In This Section
February 23, 2023

Brett Forrest ’91 discusses journalism, politics, and his coverage of Ukraine during a daylong visit to SPS.


On Feb. 10 — a day when news media were scrambling to cover Russia’s offensive escalation in Ukraine and Ukrainian Volodymyr Zelensky’s meetings with NATO leaders to request immediate increased support —Brett Forrest ’91, a national-security reporter for the Wall Street Journal who has written extensively about the war in Ukraine, was far from the action. Instead, he was at his alma mater, where he first spoke in Chapel and later met with students to discuss his work and the role St. Paul’s school has played in shaping his career.

Forrest opened his Chapel talk by describing a dynamic he frequently encounters: upon learning that he’s an investigative journalist, people are eager to share information with him. Explaining that his first question for those would-be informants is always, “How do you know that?” he said he often discovers the information these individuals are sharing is not information at all, but rather rumor or hearsay. “These people can’t remember where they heard it, they simply assumed it was true,” he explained.

This [has] allowed me to make a fundamental conclusion: Our country is suffering from an epidemic of assumption. …even I am guilty of this,” he said, adding, “but while most people have the luxury of assumption, I, as a reporter, have the responsibility to figure things out. I have also had the good fortune to travel widely and to bear witness to the world.”

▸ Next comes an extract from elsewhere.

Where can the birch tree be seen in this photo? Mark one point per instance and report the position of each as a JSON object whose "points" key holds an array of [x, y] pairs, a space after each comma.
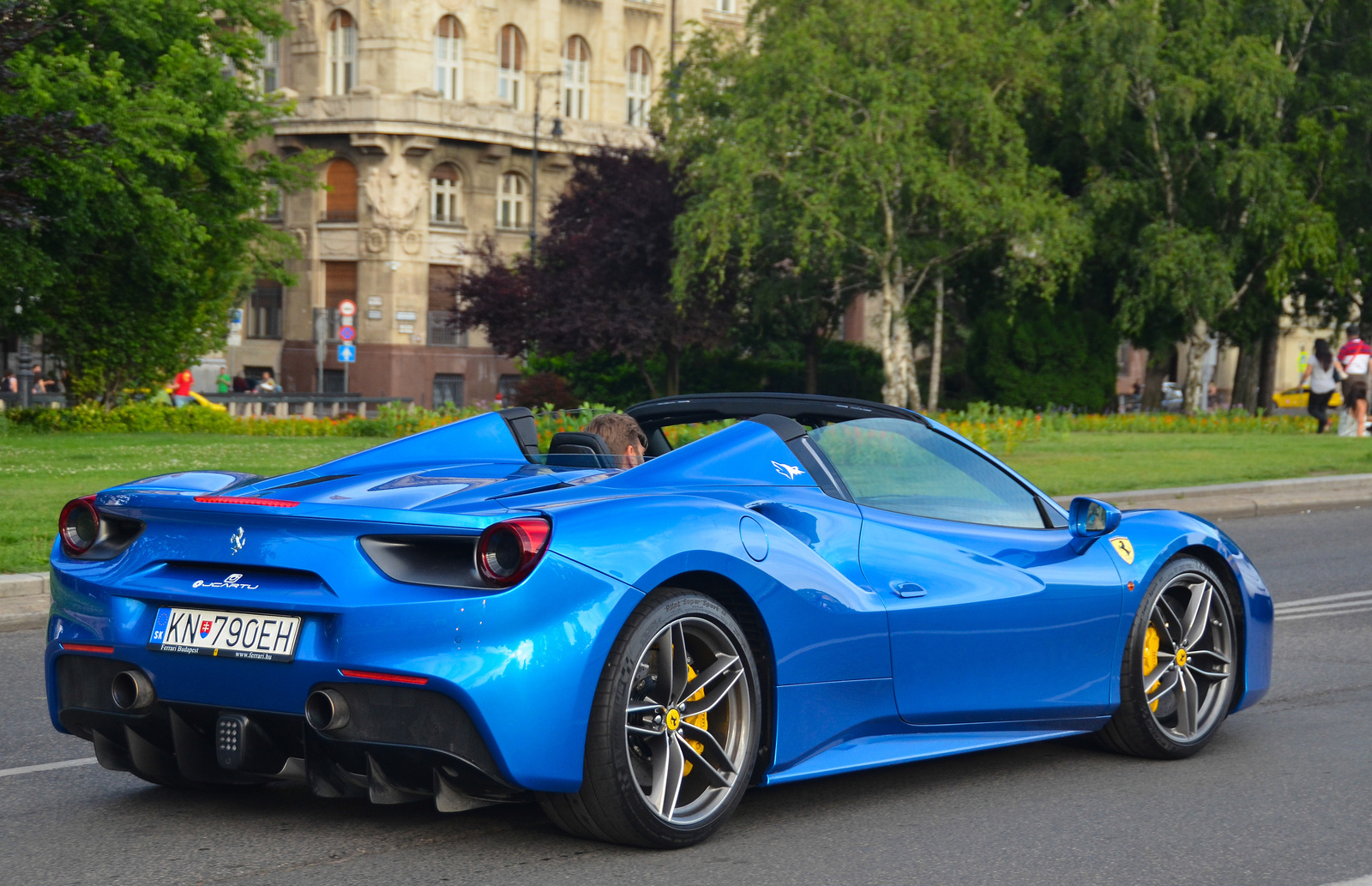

Forrest described his responsibility to bear witness in the context of being the first reporter to reach the Ukrainian town of Bucha in early April 2022, where he uncovered evidence of atrocities, including dead bodies, mostly civilians. Noting that his first-person accounts were a critical resource when the Russian government attempted to dismiss these atrocities as stage sets and propaganda, he then posed a hypothetical question to the SPS community: “Why should we care about this war?” He answered his own question by explaining that caring about the war in Ukraine is not only in our national interest, it also is in our human interest.

“This is what the education you are getting is all about — or should be: our human interest. In pursuit of [this], you all have a choice. You can be someone of opinion. Or you can be someone of substance. Aim high, question everything, be curious. Be your own investigator. Put down your phone and walk out into the world. Confront the world. Activate yourself. Seek information, banish opinion, eradicate assumption. Be substantive.”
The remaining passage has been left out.